Introduction

As part of my ongoing quest to learn more about digital signal processing, I’ve been reading on and off about MEMS microphones, pulse density modulation (PDM), conversion from PDM to pulse code modulation (PCM), and various audio processing techniques and interfaces.

The best way to learn something is by doing (and then writing about it), so in this series of blog posts, I’ll be talking about an FPGA project that takes in the PDM data stream from the microphone, and sends it out in PCM format over an SPDIF interface.

In this installment, I’m looking at the audio source: a MEMS microphone.

As always, keep the usual disclaimer in mind: these blog posts are a way for me to solidify what I’ve learned. Don’t take whatever is written below as gospel, there may be significant errors in it!

PDM MEMS Microphones

MEMS microphones can be found in all modern mobile phones. They are very small in size, are low cost, have low power consumption, offer decent quality, and can be mounted to a PCB with a standard surface mounted assembly process.

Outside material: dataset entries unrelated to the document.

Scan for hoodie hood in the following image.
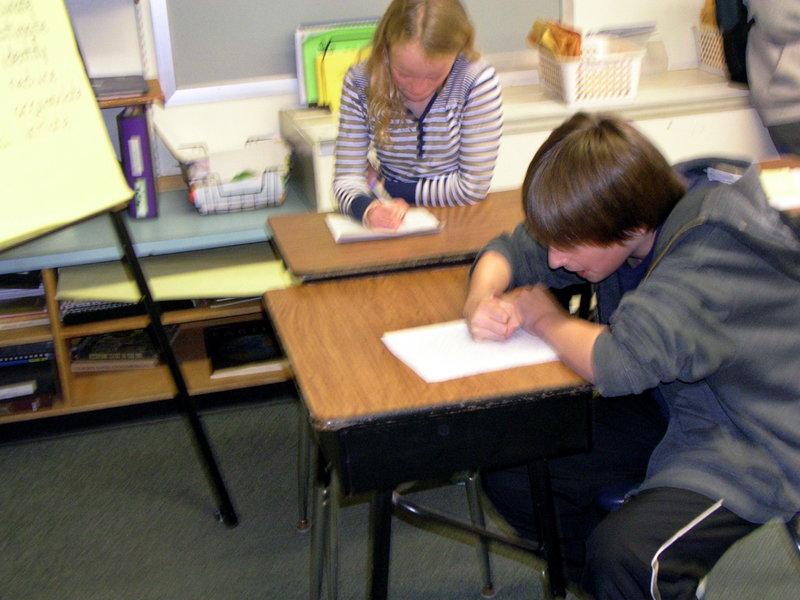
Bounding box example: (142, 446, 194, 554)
(655, 157, 800, 281)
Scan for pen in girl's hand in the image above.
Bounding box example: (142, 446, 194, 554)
(369, 178, 391, 200)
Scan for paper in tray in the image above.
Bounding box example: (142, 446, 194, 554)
(180, 138, 291, 214)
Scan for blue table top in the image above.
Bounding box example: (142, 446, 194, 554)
(0, 184, 311, 275)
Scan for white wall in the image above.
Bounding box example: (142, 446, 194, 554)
(566, 0, 706, 69)
(85, 0, 772, 183)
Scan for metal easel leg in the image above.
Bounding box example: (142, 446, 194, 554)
(110, 209, 238, 527)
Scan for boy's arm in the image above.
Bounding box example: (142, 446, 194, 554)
(508, 285, 605, 382)
(464, 250, 512, 315)
(464, 251, 522, 341)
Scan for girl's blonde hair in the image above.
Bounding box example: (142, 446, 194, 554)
(366, 0, 477, 143)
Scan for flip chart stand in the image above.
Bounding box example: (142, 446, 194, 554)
(110, 208, 238, 527)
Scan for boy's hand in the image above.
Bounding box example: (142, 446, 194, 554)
(466, 294, 522, 341)
(507, 284, 568, 335)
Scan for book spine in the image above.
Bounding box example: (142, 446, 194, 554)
(0, 341, 55, 361)
(0, 355, 55, 367)
(118, 106, 157, 219)
(0, 316, 50, 330)
(0, 381, 37, 401)
(0, 393, 54, 414)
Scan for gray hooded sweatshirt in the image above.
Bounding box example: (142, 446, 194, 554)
(480, 158, 800, 523)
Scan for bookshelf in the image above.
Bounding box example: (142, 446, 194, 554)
(0, 269, 292, 423)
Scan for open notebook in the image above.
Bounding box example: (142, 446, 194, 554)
(759, 168, 800, 211)
(325, 208, 443, 243)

Some MEMS microphones transmit the audio data in PCM format over an I2S interface, but most use 1-bit pulse density modulation, leaving it up to the host chip to do the PDM to PCM conversion.

On Digikey, the cheapest PDM microphones go for around $1 a piece. Or you can buy a breakout board on Adafruit for $5. It has an ST MP34DT01-M microphone with a 61dB signal to noise ratio (SNR).

Check out my later blog post on PDM microphone specifications to better understand what this 61dB really means.

Adafruit PDM MEMS Microphone

PDM Interface

One benefit of a PDM over an I2S interface is the number of IOs required: an I2S interface requires 3 (clock, word select, data) while PDM only requires 2 (clock, data).

PDM interface

Both I2S and PDM allow 2 audio channels (left and right) to be transferred on a single data wire: a microphone is supposed to tri-state its data output when it’s the other microphone’s turn to drive that line. In the case of I2S, the microphones hands over control of the data line for every PCM sample (usually 16 bits). For PDM, control of the data line switches on every rising and falling edge of the clock.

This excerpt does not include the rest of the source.